Искупление (СИ) - Мягчило Лизавета. Страница 3
Когда автобус остановился в тени у знакомого дуба, сердце сработало в холостую — пропустило удар, а затем заколотилось где-то в глотке, выворачивая наизнанку душу. Приехали.
Выгружались быстро, нервно и дергано. Водитель только посмеивался над расторопностью молодежи. Слава, которого пришлось снести с высоких ступеней, мрачно оттопырил средний палец ему в спину, заерзал, удобнее устанавливая ноги на подставке коляски.
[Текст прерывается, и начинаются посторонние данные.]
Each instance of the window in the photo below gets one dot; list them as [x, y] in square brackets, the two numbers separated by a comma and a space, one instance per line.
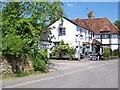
[105, 35]
[114, 36]
[62, 31]
[118, 35]
[80, 30]
[97, 36]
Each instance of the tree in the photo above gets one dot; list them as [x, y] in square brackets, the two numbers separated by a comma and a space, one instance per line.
[22, 24]
[117, 23]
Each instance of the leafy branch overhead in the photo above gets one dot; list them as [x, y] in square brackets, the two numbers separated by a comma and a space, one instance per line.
[22, 24]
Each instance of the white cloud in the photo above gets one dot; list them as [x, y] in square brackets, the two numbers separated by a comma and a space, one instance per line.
[70, 4]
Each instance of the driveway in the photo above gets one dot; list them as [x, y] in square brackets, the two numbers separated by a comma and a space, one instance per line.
[72, 74]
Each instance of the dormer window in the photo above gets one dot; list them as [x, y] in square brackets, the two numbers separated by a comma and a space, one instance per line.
[62, 30]
[105, 35]
[105, 32]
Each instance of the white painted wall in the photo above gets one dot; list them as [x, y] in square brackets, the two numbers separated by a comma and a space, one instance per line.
[105, 41]
[71, 32]
[113, 47]
[114, 41]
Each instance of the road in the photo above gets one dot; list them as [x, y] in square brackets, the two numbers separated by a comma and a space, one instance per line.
[72, 74]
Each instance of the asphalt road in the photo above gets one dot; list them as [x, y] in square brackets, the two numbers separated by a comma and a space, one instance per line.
[72, 74]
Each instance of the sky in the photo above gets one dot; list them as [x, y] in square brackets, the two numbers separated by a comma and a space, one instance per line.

Сумки и чемоданы припорошило пылью из-под колес отъезжающей машины, парни замерли, синхронно повернув головы в сторону узкой тропинки, огибающей озеро.
Будто и не уезжали, словно не было тех лет в городе, пропитанных отчаянием и одиночеством. Желание обернуться больно зудело под кожей, Бестужев его сдержал — Кати за спиной не будет. Её давно там не было.
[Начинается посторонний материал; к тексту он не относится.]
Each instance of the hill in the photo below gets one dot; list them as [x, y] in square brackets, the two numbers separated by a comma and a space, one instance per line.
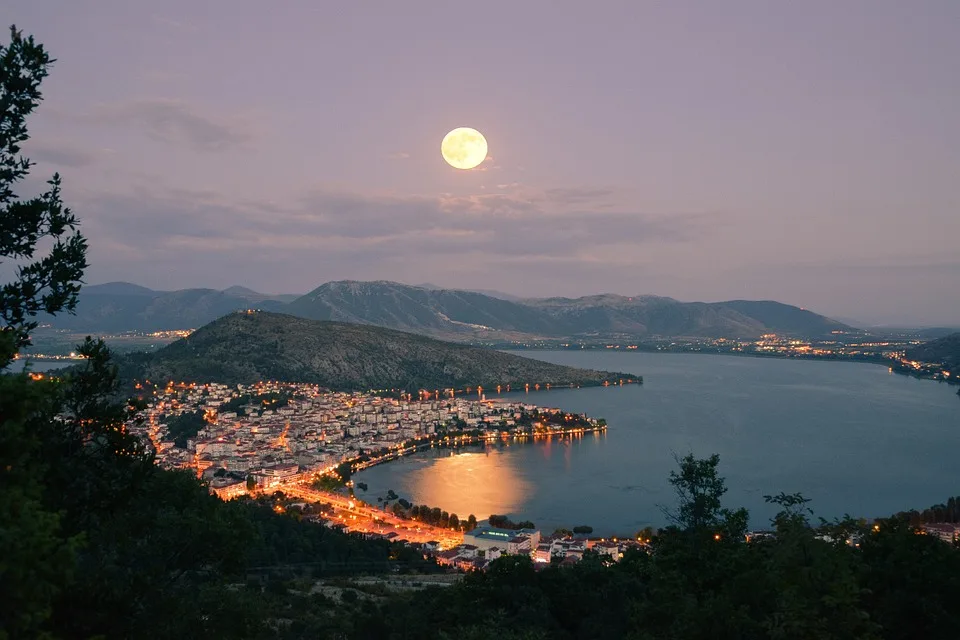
[455, 314]
[450, 314]
[246, 348]
[945, 350]
[121, 306]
Погода была здесь мягче, солнце не лупило по лицу наотмашь, жара не душила сухим воздухом, с хрипом врывающимся в легкие. Припекает, да, но влажность и легкий прохладный ветер всё меняли. Ласково покачивались на ветру тонкие ветви ивы у воды, шелестел листьями огромный дуб, бросающий на их головы и спины крупную тень. Природа берегла почитающих её деревенских. Причиной тому климат Уральских гор, или их незримые боги, но дышать здесь было легче, свободнее.
На озере завелась пара длинношеих лебедей, они гордо скользили по водной глади у самого берега, а следом плыли трое неказистых птенцов. Серые, с непропорциональными тельцами, они покачивались на воде, смешно и быстро перебирая под водою лапами, догоняя статных родителей. Шипели, щелкали клювами у перьев друг дружки, резво опускали под воду маленькие головы. Совсем скоро они научатся летать, но каждый раз они будут возвращаться под родительское крыло. Ещё два года они будут жить под защитой, в любви и ревностной опеке. В безопасности.
— Третий раз ездишь, что, каждый раз клювом щелкаешь? Не сдохло в тебе чувство прекрасного, Саня, пошли. Потом этих гусей посмотришь, покормишь, хоть к себе заберешь. Я сварился в автобусе, хочу сполоснуться.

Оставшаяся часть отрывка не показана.